Reintroducing a trade embargo for the sake of carrying out its goals is regarded as a dubious exercise. First, Russia takes its international image quite seriously, and, second, as experience shows, while the Russian market is of course important for Georgia, its loss is not fatal.

Tbilisi has long declared itself a proponent of Western integration. And there was no revision to its external political course with the change of government. Some disappointment with the West is observed in Georgian society itself. The intensification of pro-Russian forces by several NGO’s and NPO’s has also been observed. However, these organizations cannot be said to be shaping public opinion or considered authoritative; not at this stage at any rate. Georgia, like Moldova, is planning to sign an agreement of association with the EU. Given the events in Ukraine and the bitter experience of August 2008, Tbilisi is today trying to calculate the degree of risk associated with Russia.
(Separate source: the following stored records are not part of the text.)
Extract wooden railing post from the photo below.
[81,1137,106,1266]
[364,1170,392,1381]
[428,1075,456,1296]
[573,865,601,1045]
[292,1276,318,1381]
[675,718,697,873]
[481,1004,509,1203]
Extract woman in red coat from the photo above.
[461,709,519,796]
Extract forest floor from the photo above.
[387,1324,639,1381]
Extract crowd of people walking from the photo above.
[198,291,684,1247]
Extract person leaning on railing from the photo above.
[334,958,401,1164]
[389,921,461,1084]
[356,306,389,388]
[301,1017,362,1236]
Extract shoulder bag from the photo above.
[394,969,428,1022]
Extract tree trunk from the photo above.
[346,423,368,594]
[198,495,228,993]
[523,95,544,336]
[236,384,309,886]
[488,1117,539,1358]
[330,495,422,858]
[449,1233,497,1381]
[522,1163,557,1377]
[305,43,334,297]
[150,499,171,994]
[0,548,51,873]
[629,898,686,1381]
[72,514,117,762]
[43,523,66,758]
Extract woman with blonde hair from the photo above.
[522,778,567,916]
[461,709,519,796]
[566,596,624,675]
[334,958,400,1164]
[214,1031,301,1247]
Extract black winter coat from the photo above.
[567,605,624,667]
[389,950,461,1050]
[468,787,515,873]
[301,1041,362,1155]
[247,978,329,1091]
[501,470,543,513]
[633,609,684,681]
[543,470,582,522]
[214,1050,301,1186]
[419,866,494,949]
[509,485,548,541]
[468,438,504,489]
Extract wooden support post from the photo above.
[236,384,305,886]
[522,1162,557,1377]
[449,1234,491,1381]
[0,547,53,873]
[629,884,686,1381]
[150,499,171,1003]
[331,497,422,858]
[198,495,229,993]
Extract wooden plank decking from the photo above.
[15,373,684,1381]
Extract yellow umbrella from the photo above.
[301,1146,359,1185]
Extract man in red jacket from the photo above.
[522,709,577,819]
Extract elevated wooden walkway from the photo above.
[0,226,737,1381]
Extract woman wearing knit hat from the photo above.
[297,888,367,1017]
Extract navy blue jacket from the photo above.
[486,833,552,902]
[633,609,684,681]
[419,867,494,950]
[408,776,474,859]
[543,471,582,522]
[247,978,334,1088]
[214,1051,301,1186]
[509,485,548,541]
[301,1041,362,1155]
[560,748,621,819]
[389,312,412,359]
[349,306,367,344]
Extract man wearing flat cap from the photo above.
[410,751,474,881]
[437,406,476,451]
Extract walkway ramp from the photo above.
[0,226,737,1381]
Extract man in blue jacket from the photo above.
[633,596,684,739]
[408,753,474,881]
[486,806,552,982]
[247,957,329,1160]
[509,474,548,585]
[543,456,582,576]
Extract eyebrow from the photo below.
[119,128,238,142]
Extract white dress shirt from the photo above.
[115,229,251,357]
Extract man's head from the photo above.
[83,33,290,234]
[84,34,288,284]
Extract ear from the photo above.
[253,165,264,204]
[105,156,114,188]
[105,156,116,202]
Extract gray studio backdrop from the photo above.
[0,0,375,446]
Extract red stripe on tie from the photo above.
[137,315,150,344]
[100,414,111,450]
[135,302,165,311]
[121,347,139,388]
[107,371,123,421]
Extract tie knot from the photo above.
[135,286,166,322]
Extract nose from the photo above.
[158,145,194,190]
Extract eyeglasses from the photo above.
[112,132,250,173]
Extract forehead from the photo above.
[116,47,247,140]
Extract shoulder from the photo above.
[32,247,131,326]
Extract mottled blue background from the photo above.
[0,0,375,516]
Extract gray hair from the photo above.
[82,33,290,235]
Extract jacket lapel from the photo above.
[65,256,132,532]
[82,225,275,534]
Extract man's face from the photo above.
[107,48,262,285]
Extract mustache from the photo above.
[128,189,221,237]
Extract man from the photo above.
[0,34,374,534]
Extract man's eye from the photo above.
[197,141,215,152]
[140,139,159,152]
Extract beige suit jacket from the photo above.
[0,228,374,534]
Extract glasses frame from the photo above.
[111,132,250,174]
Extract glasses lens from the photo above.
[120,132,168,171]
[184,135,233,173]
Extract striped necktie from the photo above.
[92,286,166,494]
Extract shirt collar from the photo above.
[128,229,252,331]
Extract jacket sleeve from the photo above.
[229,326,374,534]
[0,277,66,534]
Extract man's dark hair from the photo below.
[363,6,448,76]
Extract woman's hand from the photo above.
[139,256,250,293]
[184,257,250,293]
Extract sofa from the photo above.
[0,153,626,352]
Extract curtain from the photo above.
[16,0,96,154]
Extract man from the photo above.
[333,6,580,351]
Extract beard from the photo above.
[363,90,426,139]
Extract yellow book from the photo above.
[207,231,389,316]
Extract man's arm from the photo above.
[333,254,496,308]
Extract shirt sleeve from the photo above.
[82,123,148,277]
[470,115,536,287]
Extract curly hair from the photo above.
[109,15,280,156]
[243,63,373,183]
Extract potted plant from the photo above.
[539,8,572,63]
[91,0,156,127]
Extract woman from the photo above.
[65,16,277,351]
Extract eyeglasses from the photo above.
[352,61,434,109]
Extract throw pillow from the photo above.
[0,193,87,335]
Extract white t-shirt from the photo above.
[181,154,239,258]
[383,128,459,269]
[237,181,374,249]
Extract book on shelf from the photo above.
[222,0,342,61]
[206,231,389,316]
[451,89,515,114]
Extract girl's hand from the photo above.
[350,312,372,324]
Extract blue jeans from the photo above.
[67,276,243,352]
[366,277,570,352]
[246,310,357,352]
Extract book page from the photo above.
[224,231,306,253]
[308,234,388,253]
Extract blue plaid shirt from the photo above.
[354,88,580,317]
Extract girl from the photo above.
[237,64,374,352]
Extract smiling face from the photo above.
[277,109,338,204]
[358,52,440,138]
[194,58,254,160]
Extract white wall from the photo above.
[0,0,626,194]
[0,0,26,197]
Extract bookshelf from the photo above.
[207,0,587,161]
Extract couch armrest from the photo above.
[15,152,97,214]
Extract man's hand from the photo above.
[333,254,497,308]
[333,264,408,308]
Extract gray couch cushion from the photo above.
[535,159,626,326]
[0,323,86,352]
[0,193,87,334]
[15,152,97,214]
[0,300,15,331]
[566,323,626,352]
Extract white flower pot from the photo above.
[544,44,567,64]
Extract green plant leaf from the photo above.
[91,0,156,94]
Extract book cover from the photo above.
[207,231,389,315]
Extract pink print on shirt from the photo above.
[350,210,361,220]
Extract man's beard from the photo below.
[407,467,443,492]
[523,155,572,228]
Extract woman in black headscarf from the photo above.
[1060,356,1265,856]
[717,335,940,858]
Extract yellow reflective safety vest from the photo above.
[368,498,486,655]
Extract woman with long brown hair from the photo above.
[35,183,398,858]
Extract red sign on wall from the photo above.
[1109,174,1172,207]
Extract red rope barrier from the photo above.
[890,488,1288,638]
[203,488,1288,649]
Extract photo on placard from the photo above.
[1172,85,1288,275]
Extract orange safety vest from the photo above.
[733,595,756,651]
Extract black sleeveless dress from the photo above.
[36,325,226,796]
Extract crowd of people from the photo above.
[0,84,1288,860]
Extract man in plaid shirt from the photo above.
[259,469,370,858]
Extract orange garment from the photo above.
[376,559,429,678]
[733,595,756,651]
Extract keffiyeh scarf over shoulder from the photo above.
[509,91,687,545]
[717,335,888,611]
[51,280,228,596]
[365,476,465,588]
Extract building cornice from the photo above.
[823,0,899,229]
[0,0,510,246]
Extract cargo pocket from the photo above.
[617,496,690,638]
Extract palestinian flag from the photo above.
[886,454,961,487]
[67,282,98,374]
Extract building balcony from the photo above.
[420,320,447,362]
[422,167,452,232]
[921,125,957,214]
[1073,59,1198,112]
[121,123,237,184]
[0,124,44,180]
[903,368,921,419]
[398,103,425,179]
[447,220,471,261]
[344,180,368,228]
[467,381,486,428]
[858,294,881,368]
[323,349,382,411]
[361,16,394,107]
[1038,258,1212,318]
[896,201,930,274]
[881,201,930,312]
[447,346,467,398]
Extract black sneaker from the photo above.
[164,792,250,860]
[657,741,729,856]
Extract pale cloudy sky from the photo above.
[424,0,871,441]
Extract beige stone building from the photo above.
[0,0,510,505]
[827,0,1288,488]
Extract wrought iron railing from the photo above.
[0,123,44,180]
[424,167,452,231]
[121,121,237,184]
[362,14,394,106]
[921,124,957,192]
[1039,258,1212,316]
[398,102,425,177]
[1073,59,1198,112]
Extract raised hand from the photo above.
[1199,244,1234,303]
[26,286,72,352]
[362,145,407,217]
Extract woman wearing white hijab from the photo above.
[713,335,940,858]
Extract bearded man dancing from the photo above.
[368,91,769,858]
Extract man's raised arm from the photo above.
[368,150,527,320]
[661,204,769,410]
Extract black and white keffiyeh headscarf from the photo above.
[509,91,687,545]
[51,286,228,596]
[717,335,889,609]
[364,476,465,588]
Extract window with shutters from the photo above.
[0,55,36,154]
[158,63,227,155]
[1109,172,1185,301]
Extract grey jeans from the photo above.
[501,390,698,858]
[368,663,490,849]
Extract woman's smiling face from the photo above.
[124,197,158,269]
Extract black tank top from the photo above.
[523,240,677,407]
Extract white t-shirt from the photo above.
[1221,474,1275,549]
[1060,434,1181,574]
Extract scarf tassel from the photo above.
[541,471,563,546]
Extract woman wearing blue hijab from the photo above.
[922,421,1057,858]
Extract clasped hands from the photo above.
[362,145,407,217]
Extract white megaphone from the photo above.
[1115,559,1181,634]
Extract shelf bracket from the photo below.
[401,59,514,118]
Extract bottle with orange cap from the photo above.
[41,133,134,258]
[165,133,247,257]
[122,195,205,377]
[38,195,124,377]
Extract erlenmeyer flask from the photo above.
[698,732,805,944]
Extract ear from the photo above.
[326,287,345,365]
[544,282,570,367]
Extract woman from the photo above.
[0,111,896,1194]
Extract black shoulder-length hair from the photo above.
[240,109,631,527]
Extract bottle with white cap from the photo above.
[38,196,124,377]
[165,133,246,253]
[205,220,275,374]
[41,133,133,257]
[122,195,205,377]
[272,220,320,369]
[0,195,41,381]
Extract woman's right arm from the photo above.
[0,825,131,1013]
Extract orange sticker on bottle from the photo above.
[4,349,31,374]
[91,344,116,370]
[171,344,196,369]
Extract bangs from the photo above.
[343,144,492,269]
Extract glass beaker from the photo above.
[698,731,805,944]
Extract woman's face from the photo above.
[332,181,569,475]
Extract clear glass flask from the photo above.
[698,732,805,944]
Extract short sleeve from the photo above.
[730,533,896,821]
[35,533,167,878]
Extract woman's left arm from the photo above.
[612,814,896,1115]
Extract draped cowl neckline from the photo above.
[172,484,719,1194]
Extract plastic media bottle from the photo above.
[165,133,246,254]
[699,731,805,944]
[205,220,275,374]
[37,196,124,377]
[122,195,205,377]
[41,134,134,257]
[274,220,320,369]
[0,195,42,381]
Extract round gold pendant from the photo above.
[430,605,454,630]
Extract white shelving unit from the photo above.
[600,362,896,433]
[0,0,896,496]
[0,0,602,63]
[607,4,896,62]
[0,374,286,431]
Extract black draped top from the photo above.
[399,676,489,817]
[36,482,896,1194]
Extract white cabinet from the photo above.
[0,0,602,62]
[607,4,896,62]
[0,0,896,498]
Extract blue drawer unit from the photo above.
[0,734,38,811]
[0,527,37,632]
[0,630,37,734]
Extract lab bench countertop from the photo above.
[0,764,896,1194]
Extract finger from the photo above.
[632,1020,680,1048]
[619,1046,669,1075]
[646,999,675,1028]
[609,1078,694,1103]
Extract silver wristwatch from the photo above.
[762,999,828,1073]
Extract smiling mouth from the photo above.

The main threat, in the opinion of local experts, comes from the “occupied territories – Abkhazia and South Ossetia – where provocations are possible in the long-term.” Unpleasant news comes also from Javakheti, a region with an Armenian majority. According to some Georgian reports from the Georgian side, the number of people who have obtained or want to obtain Russian citizenship is growing. This cannot fail to alarm Tbilisi, which has had to deal more than once with the periodically rising levels of separatist sentiment in this region. No less of a concern to the Georgian authorities is the previous government, which does not hide its revanchist plans and has now taken to openly threatening to organize a “Ukrainian Maidan” in Tbilisi.